Monday, May 03, 2010

USA - wners of iPhones and other smartphones are actually watching long episodes and sometimes complete films

[NY Times] It might be hard to imagine watching “The Office” on a screen no bigger than a business card. But tens of thousands of people — by the most conservative estimate — are already doing just that.

As Hollywood shrinks its films and television shows for the small screens of cellphones, its assumptions about mobile viewing are being upended by surprisingly patient consumers.

“We all thought they’d be watching video clips in the checkout line or between classes,” said Vivi Zigler, the president for digital entertainment at NBC Universal, summing up the industry’s conventional wisdom. But owners of iPhones and other smartphones are actually watching long episodes and sometimes complete films, so a growing number of media companies are vying for people’s mobile attention spans.

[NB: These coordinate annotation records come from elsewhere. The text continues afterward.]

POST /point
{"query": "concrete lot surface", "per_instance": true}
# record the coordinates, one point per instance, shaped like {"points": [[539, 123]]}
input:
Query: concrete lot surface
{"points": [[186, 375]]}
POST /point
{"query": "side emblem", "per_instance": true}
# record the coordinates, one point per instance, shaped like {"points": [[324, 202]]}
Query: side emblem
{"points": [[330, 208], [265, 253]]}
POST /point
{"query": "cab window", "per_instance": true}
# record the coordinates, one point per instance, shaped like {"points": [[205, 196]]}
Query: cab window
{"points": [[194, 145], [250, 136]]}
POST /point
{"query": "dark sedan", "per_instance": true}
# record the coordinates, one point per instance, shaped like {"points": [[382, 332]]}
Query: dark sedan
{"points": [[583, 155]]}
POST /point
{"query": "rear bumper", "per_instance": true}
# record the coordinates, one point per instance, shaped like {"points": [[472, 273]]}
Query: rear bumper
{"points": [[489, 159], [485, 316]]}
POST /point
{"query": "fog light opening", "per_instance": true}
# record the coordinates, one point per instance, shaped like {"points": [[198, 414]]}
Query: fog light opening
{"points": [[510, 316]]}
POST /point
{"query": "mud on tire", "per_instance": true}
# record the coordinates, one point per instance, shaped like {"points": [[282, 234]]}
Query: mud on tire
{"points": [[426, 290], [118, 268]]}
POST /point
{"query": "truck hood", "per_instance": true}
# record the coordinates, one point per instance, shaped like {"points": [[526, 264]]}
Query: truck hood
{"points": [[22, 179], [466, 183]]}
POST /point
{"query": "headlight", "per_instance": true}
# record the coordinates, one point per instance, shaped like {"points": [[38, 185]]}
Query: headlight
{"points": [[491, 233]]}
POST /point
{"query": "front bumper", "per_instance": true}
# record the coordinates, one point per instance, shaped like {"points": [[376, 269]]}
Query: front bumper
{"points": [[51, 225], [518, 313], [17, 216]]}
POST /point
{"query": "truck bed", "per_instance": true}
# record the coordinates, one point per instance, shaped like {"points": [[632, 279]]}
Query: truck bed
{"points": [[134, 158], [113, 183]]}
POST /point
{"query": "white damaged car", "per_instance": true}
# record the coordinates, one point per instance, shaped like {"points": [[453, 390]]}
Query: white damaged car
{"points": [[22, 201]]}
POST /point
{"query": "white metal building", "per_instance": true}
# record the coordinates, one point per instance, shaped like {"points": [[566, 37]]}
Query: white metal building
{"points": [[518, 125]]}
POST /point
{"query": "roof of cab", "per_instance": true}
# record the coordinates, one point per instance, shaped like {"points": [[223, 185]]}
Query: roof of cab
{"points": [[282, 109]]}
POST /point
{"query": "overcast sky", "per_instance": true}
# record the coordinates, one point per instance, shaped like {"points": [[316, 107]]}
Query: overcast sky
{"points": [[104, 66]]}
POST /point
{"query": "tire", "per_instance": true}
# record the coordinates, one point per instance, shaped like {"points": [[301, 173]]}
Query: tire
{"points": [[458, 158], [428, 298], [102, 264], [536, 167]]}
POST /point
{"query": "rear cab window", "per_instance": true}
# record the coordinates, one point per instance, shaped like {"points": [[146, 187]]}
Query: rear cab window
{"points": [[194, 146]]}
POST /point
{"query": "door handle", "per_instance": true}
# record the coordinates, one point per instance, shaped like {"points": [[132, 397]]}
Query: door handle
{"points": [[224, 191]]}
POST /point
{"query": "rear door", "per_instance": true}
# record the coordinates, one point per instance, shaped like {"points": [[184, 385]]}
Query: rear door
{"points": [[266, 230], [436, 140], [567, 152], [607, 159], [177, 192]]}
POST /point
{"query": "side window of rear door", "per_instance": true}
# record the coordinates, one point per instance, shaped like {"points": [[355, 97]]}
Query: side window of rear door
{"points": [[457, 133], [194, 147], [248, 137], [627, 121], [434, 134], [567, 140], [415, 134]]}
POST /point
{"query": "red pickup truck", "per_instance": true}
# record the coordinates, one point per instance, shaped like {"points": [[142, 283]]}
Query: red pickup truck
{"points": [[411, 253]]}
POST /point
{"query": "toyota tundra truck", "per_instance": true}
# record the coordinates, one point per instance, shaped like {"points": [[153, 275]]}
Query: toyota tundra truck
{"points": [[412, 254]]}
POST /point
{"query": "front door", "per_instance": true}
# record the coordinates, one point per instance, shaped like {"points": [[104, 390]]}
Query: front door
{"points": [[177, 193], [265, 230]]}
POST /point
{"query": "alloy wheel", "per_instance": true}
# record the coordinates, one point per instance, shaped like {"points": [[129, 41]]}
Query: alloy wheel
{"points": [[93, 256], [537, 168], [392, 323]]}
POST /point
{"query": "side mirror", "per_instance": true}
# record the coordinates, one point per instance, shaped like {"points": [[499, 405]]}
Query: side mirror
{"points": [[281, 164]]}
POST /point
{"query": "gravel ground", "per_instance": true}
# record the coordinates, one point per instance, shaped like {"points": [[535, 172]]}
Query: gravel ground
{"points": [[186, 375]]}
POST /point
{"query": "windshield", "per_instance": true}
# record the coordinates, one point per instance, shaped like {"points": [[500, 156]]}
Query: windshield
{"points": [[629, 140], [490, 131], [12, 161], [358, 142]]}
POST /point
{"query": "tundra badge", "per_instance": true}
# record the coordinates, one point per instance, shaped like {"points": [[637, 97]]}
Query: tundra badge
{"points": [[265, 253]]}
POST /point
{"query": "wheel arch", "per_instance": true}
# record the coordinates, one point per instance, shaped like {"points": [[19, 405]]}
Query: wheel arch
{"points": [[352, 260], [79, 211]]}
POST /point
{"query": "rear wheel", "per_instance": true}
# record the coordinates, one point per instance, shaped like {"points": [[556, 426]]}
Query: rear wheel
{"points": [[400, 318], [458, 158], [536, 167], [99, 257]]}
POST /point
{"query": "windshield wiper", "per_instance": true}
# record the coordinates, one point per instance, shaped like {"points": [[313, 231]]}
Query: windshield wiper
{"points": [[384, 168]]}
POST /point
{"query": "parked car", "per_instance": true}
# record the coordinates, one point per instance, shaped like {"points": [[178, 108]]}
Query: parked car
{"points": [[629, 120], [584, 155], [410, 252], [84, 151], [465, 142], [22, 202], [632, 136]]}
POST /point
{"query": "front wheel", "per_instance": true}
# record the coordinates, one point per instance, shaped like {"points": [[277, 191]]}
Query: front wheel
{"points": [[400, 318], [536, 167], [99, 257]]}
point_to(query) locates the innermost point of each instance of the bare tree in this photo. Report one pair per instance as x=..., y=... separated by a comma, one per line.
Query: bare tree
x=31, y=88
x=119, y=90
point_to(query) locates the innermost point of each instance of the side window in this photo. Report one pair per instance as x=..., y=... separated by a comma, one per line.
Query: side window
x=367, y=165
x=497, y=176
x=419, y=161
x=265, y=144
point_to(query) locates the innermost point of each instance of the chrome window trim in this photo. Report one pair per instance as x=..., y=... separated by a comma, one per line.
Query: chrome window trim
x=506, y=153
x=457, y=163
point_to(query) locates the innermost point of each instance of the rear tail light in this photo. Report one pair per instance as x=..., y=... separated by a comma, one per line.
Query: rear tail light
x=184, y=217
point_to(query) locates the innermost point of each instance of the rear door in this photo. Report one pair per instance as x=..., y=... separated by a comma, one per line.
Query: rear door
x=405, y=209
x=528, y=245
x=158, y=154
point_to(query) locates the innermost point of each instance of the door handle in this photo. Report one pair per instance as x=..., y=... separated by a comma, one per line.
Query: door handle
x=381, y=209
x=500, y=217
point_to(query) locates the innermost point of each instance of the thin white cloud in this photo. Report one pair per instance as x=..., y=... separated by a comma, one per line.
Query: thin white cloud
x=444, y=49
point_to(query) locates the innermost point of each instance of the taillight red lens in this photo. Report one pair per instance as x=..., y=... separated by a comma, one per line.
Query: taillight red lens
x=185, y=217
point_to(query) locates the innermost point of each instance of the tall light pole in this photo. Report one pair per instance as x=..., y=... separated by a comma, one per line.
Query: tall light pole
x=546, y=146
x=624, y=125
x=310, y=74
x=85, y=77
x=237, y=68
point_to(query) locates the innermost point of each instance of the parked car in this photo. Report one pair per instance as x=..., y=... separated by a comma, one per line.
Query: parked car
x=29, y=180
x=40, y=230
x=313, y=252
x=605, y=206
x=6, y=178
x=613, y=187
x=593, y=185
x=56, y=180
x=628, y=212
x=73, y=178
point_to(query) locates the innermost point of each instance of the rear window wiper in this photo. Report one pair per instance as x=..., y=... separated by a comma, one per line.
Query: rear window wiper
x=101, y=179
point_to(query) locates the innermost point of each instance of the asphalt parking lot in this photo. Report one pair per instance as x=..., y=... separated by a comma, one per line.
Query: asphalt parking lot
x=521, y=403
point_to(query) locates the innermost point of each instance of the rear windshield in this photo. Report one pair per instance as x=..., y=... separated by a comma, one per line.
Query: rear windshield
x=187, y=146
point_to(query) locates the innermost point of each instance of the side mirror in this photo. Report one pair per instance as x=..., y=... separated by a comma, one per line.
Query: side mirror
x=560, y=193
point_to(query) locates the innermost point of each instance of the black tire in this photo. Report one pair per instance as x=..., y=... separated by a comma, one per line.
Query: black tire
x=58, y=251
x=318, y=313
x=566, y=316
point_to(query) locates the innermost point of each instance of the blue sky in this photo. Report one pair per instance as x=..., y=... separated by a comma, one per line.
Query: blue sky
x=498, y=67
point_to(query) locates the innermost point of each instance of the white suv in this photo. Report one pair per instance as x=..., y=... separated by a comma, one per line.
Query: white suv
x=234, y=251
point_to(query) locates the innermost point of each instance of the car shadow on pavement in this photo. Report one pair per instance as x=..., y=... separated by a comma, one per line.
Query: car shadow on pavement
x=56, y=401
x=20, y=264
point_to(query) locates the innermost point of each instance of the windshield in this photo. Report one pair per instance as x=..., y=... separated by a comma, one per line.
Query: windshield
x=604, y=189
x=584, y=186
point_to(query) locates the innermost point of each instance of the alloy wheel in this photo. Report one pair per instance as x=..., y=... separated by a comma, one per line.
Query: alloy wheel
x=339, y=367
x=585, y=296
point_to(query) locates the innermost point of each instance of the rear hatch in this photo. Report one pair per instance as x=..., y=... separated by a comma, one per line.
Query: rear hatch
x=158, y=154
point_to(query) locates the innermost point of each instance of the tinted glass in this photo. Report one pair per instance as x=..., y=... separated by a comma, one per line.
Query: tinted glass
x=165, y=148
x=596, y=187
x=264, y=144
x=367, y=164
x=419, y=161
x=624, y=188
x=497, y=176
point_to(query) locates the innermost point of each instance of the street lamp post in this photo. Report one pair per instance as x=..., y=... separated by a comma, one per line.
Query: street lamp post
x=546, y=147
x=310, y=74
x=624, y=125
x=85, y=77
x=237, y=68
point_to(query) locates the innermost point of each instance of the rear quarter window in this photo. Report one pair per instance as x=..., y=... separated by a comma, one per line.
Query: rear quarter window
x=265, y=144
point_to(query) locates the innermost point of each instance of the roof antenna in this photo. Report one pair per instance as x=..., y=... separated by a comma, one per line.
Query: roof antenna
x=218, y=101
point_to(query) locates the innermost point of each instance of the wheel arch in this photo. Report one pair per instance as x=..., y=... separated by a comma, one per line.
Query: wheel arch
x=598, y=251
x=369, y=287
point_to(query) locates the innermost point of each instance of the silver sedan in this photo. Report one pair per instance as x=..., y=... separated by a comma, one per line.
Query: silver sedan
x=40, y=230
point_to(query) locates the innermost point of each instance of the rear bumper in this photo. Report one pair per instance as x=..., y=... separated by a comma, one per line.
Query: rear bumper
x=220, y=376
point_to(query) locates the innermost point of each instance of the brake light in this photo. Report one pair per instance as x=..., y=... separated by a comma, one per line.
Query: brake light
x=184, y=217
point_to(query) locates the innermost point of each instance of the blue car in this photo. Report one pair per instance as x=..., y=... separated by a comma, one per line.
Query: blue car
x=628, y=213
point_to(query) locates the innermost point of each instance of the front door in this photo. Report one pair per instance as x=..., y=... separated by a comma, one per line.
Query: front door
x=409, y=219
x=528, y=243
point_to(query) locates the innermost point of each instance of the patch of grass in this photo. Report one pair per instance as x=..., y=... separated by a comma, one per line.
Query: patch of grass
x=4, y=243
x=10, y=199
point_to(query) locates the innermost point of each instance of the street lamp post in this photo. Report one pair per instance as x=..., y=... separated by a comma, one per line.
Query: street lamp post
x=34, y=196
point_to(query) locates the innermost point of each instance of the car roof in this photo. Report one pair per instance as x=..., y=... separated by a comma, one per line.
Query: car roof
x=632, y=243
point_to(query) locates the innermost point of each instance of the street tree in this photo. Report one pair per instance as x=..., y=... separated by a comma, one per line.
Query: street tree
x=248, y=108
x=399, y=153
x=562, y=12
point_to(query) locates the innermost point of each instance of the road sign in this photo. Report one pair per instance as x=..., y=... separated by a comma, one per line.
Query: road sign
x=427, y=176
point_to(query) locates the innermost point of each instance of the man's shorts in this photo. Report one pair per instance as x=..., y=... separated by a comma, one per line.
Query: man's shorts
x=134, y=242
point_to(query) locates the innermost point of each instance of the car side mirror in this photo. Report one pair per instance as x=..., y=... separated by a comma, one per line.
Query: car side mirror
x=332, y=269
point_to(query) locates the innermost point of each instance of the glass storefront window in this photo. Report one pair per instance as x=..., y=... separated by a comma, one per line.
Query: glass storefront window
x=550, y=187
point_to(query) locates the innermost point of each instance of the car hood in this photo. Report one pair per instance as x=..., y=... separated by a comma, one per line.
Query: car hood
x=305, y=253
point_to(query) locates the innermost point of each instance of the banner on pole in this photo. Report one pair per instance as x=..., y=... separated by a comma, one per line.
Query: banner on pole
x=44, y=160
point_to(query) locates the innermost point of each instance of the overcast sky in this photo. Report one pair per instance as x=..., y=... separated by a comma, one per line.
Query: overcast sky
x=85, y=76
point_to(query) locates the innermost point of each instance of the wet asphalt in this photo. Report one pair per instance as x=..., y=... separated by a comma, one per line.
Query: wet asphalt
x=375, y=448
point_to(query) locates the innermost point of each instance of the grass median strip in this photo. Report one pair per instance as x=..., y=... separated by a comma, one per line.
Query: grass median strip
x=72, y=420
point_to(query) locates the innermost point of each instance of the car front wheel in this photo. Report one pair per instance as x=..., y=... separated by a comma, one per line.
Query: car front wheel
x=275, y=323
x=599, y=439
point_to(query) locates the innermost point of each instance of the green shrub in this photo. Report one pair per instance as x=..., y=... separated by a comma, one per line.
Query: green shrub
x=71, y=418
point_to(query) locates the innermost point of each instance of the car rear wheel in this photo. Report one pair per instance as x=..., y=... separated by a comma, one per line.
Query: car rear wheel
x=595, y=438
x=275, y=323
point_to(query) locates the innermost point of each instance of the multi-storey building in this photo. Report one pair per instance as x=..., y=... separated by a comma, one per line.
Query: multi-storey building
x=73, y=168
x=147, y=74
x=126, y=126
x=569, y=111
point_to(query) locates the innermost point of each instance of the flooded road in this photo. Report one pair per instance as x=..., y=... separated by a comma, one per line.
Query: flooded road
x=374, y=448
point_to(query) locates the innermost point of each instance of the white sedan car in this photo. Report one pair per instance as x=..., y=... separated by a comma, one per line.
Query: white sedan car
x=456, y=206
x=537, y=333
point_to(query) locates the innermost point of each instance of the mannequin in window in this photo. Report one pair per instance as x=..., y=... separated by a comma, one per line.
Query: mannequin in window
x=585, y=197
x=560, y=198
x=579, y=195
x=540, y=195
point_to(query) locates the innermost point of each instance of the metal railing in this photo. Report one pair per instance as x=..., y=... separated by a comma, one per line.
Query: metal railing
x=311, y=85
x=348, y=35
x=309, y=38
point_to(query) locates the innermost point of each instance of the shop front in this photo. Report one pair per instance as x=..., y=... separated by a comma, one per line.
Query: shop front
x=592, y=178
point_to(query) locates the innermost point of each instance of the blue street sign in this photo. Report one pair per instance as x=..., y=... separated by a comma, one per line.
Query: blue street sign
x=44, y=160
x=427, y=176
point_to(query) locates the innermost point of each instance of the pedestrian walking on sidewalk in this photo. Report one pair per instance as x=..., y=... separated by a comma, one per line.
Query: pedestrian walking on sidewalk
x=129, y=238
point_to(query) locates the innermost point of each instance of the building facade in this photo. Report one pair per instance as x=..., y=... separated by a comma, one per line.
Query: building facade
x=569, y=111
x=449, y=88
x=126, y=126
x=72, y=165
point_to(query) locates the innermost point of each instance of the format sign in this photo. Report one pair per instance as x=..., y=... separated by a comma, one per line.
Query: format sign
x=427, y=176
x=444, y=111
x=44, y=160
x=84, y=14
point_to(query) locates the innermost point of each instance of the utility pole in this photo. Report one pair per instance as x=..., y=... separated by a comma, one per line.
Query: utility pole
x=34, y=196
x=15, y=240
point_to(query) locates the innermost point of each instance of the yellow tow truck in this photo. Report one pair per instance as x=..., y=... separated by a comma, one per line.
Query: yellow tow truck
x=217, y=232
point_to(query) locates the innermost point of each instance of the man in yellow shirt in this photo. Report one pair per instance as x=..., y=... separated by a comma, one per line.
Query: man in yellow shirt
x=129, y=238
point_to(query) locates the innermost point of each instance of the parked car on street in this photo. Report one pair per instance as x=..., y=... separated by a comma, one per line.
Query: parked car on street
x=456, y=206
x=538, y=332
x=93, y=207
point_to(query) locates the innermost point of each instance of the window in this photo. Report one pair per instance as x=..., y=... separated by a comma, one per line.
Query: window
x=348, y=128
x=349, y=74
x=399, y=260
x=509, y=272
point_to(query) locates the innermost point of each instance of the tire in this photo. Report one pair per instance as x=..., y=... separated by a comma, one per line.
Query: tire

Measured against TV ratings and box-office receipts, the mobile video audience is tiny today, but a range of companies, from Hollywood studios to local TV stations, all foresee an increasingly wireless world — and they don’t want to be cut out of the picture.

Some TV shows, like “The Office” on NBC.com, are streamed at no charge now, but there is a gnawing fear among media companies that they may be leaving money on the table by relying solely on revenue from advertising. And there is always the concern — whether it be on the Internet or on phones — that the new platforms could cannibalize the companies’ core businesses.

Accordingly, much of the mobile TV experimentation is happening on the paid side, through packages sold by individual carriers like AT&T and Verizon and through subscription services that will be coming soon.

“The economics around this are exhausting,” Ms. Zigler said.